Max Horkheimer
1895 - 1973
Max Horkheimer était le genre de penseur qui faisait des institutions des arguments. En tant que directeur de l'Institut de recherche sociale, il ne se contentait pas de gérer un centre de recherche ; il donnait forme à tout un style de critique, qui tentait de rester politiquement urgent sans céder aux slogans. Son véritable accomplissement n'était pas l'efficacité administrative, mais la discipline conceptuelle. Il posait une question qui ne cessait de le hanter : comment la philosophie peut-elle encore parler d'émancipation après que la modernité a rendu la domination rationnelle, normale, voire bienveillante ?
Cette question provenait autant du tempérament que de l'histoire. Horkheimer était attiré par le diagnostic, et non par la célébration. Il se méfiait des systèmes qui promettaient l'harmonie parce qu'il avait un fort sentiment que, sous l'ordre social, il y avait souvent de la peur, de la dépendance et de la coercition. Contrairement à des marxistes plus doctrinaires, il refusait de réduire l'oppression aux seules relations de propriété. Il considérait le capitalisme comme une formation sociale totale, qui pénétrait le foyer, la psyché, le langage et les habitudes que les gens prenaient pour du caractère. En ce sens, son écriture est pleine de suspicion morale : il se demandait toujours ce qu'une société enseigne aux gens à désirer, ce qu'elle les forme à tolérer, et ce qu'ils deviennent pour survivre.
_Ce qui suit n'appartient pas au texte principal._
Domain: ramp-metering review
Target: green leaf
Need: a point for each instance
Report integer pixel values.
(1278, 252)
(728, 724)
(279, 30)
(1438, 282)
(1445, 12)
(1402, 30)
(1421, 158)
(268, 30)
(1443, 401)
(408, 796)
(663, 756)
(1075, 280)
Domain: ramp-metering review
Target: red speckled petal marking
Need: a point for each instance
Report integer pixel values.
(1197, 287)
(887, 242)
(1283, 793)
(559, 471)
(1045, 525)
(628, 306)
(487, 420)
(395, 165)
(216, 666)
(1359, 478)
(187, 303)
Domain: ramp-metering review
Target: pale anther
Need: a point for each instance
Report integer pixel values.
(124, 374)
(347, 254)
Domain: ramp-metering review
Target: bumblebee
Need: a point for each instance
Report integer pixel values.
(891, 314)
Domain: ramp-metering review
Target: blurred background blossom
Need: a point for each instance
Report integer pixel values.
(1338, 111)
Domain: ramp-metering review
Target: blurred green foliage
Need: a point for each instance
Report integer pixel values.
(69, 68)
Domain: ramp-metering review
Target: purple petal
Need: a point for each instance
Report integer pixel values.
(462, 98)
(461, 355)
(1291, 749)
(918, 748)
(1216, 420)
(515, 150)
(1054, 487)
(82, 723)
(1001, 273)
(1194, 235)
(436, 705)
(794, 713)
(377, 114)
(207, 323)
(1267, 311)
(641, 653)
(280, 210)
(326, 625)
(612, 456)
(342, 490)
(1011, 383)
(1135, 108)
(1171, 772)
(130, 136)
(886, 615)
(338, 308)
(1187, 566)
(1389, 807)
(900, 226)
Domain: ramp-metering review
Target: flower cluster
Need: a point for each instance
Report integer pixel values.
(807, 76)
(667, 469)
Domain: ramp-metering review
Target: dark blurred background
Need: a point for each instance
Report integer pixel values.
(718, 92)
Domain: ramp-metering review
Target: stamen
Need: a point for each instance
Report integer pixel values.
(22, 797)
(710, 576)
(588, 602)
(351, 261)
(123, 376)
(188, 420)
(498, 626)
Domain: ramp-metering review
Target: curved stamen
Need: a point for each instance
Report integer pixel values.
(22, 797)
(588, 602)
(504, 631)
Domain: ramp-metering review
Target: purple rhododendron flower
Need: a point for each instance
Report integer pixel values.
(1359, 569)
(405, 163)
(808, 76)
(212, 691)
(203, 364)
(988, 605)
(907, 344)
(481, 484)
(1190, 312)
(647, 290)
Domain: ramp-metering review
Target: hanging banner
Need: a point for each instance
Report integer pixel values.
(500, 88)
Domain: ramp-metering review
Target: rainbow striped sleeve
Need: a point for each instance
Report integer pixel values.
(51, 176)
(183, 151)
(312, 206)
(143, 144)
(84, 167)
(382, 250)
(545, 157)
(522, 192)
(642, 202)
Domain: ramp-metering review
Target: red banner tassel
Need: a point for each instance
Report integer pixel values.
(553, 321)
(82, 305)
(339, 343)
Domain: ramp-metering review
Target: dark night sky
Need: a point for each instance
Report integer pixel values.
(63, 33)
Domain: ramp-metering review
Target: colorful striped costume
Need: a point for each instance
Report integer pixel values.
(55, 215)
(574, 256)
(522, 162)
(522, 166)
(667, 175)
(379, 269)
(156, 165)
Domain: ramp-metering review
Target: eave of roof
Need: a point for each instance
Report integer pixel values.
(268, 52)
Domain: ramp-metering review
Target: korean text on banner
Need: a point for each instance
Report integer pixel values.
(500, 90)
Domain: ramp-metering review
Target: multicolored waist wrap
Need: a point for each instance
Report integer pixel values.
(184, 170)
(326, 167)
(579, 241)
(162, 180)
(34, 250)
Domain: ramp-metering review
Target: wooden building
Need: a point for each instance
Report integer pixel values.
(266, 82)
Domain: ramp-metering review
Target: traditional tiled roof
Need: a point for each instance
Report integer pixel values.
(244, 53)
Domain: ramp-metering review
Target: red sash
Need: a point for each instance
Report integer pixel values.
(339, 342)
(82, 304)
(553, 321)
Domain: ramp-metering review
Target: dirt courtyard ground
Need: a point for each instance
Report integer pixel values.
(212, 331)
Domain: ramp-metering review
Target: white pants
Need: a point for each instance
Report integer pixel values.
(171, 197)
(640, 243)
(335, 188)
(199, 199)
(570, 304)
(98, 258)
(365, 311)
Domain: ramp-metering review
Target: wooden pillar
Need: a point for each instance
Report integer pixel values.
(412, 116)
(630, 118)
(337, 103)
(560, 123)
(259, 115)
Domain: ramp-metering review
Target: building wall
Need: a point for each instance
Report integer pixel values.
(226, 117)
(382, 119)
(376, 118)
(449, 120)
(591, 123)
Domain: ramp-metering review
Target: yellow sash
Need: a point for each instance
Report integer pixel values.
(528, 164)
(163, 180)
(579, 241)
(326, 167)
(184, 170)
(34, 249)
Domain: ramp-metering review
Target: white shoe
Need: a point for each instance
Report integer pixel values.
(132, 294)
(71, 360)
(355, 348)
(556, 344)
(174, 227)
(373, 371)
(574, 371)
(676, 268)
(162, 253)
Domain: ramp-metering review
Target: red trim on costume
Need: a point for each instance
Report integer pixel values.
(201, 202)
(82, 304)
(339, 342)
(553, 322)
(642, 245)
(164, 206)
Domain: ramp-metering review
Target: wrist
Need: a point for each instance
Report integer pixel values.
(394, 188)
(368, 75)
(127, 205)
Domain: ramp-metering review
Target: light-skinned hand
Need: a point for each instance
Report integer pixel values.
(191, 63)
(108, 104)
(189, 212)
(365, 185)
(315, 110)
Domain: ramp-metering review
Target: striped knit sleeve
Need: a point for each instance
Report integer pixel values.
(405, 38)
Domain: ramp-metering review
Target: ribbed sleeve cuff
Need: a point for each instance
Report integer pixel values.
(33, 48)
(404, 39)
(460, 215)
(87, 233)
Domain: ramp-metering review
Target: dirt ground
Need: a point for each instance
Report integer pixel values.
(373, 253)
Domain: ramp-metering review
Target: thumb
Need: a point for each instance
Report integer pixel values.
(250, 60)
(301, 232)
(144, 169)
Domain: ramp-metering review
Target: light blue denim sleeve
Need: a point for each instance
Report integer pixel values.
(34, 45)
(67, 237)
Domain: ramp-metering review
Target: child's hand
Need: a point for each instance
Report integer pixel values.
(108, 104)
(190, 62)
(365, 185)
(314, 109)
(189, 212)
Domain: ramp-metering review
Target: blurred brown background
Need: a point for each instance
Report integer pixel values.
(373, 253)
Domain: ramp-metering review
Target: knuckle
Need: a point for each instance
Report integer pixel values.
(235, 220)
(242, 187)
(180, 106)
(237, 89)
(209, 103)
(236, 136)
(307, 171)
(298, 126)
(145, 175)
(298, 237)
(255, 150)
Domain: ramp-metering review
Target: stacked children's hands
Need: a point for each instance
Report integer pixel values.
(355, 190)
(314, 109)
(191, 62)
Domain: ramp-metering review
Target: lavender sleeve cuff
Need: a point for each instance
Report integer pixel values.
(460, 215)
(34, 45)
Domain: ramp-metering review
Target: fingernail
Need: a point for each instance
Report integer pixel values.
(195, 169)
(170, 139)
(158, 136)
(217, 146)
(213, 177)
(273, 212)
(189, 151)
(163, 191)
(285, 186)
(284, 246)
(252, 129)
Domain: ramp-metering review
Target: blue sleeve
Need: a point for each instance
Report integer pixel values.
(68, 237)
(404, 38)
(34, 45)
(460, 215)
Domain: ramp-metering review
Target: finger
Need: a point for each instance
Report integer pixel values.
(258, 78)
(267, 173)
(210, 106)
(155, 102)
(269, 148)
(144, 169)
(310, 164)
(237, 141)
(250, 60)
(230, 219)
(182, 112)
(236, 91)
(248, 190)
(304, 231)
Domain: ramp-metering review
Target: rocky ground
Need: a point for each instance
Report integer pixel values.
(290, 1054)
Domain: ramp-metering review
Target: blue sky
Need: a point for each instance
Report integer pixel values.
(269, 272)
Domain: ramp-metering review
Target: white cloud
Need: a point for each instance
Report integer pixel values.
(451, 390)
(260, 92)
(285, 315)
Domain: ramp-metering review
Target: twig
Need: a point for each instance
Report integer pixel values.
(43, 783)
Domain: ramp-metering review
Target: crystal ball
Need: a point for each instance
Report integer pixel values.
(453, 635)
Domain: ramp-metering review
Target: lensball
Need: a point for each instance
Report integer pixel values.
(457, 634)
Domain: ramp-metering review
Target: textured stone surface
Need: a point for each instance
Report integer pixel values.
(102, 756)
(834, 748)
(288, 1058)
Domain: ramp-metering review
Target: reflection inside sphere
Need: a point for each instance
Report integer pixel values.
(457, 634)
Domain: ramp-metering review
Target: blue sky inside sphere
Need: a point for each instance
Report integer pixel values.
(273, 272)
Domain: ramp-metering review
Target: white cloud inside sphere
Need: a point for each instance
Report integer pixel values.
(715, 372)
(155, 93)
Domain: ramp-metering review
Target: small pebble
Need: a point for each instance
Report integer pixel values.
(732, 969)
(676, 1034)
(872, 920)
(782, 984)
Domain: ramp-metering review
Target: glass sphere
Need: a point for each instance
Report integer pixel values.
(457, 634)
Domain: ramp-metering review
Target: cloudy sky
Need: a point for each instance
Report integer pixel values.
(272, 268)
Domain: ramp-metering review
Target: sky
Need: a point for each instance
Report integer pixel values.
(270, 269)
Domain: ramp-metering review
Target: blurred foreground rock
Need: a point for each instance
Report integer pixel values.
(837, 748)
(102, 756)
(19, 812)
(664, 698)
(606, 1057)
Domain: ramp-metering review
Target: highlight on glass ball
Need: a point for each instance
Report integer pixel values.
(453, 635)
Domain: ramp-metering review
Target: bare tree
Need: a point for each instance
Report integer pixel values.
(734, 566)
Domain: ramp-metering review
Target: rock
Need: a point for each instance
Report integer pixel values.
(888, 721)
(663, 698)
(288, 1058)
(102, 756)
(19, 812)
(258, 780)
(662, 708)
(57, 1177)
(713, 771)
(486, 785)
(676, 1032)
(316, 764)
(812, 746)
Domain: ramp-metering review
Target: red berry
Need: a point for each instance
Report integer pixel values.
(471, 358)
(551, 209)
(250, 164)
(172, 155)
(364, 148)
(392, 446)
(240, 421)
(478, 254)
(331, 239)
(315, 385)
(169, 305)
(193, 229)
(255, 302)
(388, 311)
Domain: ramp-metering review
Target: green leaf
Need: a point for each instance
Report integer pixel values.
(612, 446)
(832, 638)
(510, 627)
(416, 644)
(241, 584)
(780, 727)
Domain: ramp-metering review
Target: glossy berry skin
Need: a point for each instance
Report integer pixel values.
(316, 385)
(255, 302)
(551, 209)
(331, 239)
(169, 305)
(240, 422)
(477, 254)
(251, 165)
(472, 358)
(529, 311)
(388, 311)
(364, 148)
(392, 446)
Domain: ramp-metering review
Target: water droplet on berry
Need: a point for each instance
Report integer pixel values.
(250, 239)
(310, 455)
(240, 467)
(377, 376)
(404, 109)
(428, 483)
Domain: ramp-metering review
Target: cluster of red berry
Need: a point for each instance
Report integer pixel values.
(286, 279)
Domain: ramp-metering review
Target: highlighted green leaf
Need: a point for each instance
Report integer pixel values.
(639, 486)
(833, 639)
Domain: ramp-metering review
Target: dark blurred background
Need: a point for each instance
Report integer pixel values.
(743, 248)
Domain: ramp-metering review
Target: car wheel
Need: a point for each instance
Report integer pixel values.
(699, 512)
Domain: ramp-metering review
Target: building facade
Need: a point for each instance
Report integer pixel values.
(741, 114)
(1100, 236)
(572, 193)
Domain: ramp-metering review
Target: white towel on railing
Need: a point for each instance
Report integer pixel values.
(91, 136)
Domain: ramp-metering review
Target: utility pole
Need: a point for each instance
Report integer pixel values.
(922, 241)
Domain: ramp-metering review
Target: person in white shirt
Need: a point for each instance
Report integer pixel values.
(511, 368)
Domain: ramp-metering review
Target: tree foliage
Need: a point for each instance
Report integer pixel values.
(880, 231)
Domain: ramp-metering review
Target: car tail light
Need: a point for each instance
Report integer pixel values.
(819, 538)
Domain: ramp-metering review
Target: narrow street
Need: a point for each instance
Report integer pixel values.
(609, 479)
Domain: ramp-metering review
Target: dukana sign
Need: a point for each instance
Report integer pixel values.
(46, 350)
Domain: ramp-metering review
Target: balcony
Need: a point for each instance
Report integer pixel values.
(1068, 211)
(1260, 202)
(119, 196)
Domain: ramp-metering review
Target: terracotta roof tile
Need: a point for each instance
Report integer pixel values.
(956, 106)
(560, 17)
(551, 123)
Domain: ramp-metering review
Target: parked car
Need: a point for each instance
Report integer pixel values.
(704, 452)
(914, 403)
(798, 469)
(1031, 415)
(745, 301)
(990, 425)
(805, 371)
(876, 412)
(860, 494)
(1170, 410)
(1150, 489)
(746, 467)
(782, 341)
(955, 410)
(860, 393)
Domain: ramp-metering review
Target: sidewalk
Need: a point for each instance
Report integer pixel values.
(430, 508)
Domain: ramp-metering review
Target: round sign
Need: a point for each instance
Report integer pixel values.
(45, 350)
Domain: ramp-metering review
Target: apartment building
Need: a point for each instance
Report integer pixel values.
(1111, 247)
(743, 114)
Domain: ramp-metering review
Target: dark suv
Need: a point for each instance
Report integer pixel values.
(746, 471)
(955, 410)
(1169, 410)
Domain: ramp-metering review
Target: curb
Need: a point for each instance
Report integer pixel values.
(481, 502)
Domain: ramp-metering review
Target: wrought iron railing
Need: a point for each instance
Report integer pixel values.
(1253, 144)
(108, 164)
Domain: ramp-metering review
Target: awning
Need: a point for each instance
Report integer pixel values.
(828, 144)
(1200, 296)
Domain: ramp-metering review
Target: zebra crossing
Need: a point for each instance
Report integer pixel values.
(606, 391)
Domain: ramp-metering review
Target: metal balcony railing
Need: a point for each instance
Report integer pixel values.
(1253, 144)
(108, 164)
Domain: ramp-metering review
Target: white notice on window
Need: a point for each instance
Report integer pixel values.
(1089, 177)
Dans « Théorie traditionnelle et théorie critique » (1937), il a tiré l'une de ses distinctions les plus importantes : l'explication détachée contre la critique auto-réflexive. Cette distinction n'était pas seulement méthodologique ; elle était aussi protectrice. Horkheimer comprenait que les intellectuels pouvaient devenir les serviteurs du monde même qu'ils analysent s'ils confondent neutralité et vertu. Pourtant, il craignait également le danger opposé : que la critique puisse devenir une indignation théâtrale, politiquement pure mais analytiquement mince. Son propre style reflétait souvent cette tension. Il voulait que la pensée soit socialement engagée, mais il voulait aussi qu'elle soit sobre, cumulative et institutionnellement ancrée.
Cette prudence lui donnait du pouvoir, mais elle le rendait aussi moins rayonnant que certains de ses camarades. Il n'était pas le styliste le plus audacieux, ni l'esprit le plus utopique. Il avait une tendance managériale, et cela a façonné son héritage. Sous sa direction, l'Institut est devenu suffisamment durable pour survivre à l'exil, au déplacement et à la catastrophe politique. Mais la survie institutionnelle avait un coût. Elle nécessitait des compromis, une surveillance, et une certaine distance par rapport aux types d'enthousiasme révolutionnaire qui peuvent déstabiliser les alliés autant que les ennemis. Horkheimer présentait souvent cette retenue comme une gravité ; d'autres auraient pu l'expérimenter comme de la froideur.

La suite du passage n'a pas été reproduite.